С типологией соотносится и жанровое содержание дневника Толстой. Семейно-бытовая тематика органически переходит в размышления о прожитом, в психологический анализ душевных
По мере того как с ростом семьи усложнялась внешняя жизнь, события дня, отраженные в дневнике, приобретали все более предметный смысл. Отвлеченные рассуждения, переживаемые эмоции, чувства к детям и мужу становятся как бы аккомпанементом к главным делам и заботам. Но обытовления содержания в обычном понимании этого слова не происходит. Дневниковые записи остаются в области нравственно-психологического анализа. Толстой всегда была чужда сухая стенографичность. Она даже не стремилась рассказать в полном объеме о важнейших событиях, побудивших ее задуматься или вызвавших сильное волнение. В дневнике о них говорится намеком, в лучшем случае передается результат. Толстая не в состоянии была в дневнике погружаться в бытовую сферу, несмотря на то что часто день ее был полностью посвящен житейским делам. Содержательное своеобразие дневника Толстой состоит в его интеллектуально-нравственной направленности. Семейный быт изображается не на уровне описательности, а на уровне нравственно-психологической интерпретации.
Из обзора жанрового содержания вырисовывается принцип отбора материала, который использовала Толстая. Сама она так сформулировала свой метод: «<…> я пишу только правдивые факты в своем дневнике» (2, с. 200). Фактами для нее были события душевной и повседневной обыденной жизни. Однако далеко не все события дня попадали на страницы дневника.
Будучи женой великого человека, она с первых дней замужества осознавала масштабность той личности, с которой ей предстояло быть вместе долгие годы. Но сама Софья Андреевна тоже была человеком незаурядным. И в дневнике ее роль не сводилась к повествованию о ежедневной жизни писателя. Лев Николаевич не попал в фокус ее летописи. Привыкшая с отрочества к самостоятельной духовной жизни, Толстая не изменяет своей привычке и оставляет в дневнике автономной область собственного бытия. Толстой здесь находится на втором плане.

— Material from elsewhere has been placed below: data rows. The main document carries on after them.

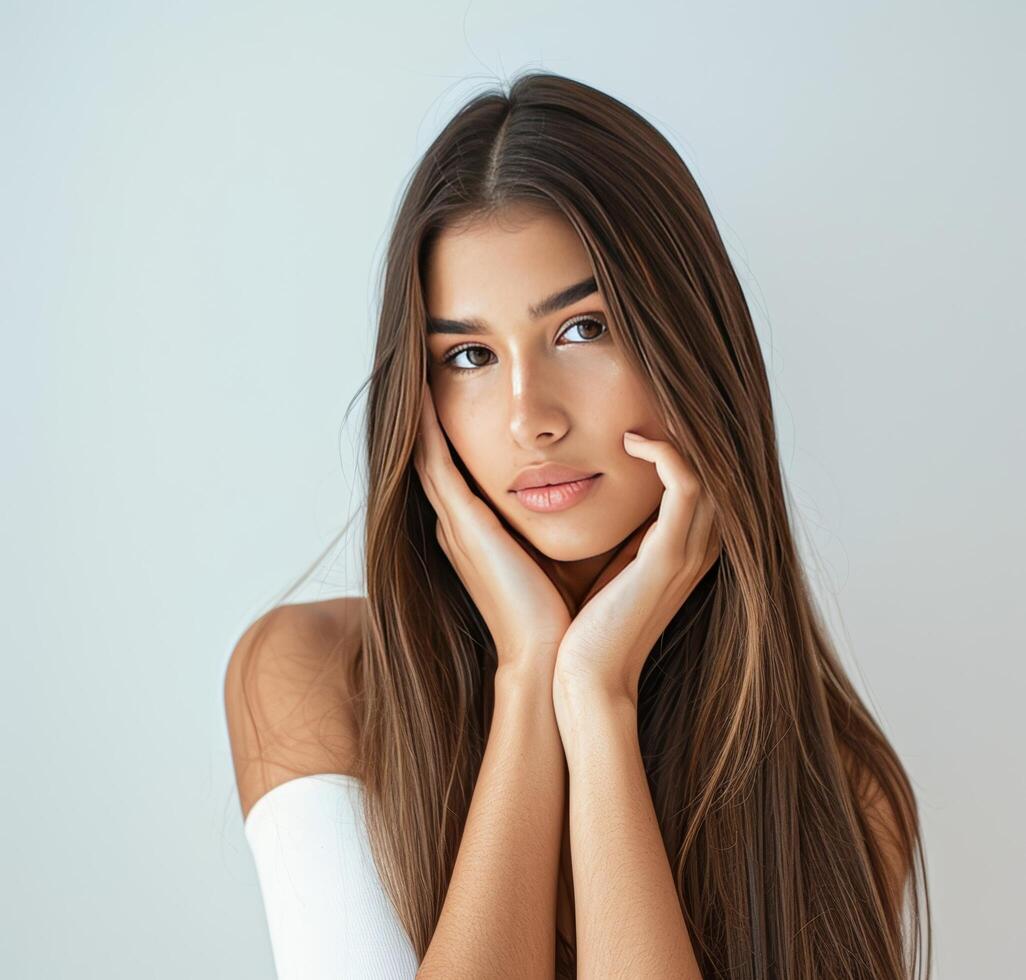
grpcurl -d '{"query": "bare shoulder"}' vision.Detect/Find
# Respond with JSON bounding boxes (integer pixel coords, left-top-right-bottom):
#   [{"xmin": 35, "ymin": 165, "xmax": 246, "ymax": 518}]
[{"xmin": 223, "ymin": 595, "xmax": 367, "ymax": 820}]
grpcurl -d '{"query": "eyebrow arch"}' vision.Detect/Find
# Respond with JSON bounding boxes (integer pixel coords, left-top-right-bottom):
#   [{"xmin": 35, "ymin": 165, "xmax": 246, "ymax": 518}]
[{"xmin": 426, "ymin": 276, "xmax": 598, "ymax": 336}]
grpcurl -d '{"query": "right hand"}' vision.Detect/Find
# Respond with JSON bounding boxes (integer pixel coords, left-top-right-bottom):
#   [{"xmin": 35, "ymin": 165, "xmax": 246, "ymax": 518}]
[{"xmin": 413, "ymin": 380, "xmax": 573, "ymax": 673}]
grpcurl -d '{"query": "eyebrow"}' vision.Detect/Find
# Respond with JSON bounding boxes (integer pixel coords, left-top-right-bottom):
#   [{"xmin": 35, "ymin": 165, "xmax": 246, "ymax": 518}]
[{"xmin": 425, "ymin": 276, "xmax": 598, "ymax": 336}]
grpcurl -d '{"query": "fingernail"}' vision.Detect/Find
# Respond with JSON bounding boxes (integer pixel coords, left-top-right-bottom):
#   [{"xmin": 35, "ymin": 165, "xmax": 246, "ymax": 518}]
[{"xmin": 624, "ymin": 431, "xmax": 642, "ymax": 441}]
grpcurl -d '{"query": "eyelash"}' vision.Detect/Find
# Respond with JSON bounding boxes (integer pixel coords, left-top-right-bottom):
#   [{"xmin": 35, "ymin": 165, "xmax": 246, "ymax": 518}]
[{"xmin": 440, "ymin": 315, "xmax": 609, "ymax": 375}]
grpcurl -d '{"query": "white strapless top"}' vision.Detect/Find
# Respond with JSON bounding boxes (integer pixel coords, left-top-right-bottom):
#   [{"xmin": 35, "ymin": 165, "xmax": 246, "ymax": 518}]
[{"xmin": 243, "ymin": 773, "xmax": 420, "ymax": 979}]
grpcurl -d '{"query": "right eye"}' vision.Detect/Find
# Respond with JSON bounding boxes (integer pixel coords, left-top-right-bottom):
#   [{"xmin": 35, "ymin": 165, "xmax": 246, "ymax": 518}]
[{"xmin": 441, "ymin": 344, "xmax": 495, "ymax": 374}]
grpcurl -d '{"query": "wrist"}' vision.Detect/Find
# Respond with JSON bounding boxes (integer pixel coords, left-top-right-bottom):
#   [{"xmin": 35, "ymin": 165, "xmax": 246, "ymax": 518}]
[
  {"xmin": 551, "ymin": 676, "xmax": 639, "ymax": 764},
  {"xmin": 553, "ymin": 661, "xmax": 639, "ymax": 711},
  {"xmin": 494, "ymin": 657, "xmax": 556, "ymax": 696}
]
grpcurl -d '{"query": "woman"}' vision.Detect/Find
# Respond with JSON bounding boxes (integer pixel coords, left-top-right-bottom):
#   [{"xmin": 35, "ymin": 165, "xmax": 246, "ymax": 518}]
[{"xmin": 225, "ymin": 70, "xmax": 931, "ymax": 979}]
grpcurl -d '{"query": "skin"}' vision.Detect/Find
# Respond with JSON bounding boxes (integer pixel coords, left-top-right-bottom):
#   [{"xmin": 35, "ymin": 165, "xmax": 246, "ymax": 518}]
[
  {"xmin": 422, "ymin": 202, "xmax": 671, "ymax": 614},
  {"xmin": 229, "ymin": 204, "xmax": 907, "ymax": 978},
  {"xmin": 415, "ymin": 202, "xmax": 720, "ymax": 977}
]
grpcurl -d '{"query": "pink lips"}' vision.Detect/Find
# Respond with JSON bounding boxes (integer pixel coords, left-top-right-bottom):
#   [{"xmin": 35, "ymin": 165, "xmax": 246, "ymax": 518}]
[{"xmin": 512, "ymin": 474, "xmax": 602, "ymax": 513}]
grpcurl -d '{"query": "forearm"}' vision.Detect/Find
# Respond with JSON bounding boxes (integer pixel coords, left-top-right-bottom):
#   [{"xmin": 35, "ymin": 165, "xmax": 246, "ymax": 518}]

С годами у Софьи Андреевны обостряется сознание ценности своей личности. Со страниц дневника исчезает самодевальвирующая тенденция. Внутренний мир раскрывается все полнее. Усиление значимости бытовых фактов в жизни не ведет автоматически к усилению аналогичного материала на страницах дневника. В подневных записях он дается пропорционально фактам душевной жизни. Каждое событие сопровождается описанием того психологического состояния, которое оно вызвало: «Ходила навестить Сергея Ивановича <Танеева> <…> говорили о музыке, о Бетховене <…> Как всегда, осталось от свидания с Сергеем Ивановичем спокойное, удовлетворенное и хорошее чувство» (1, с. 310).
В дневнике Толстой дается не перечень событий дня («внешних» или «внутренних»), а воспроизводится состояние автора, проживающего эти события. Т. е. описывается жизненная ситуация, в которой то или иное событие дается не отвлеченно, а в единстве его протекания и переживания субъектом повествования.
Л. Толстой делил в поздних дневниках подневную запись на две части: делал – думал. Проводилось это, с одной стороны, затем, чтобы противопоставить духовную жизнь материальной; с другой – такая форма объективно отражала патологические изменения в психике писателя (прогрессирующий невроз).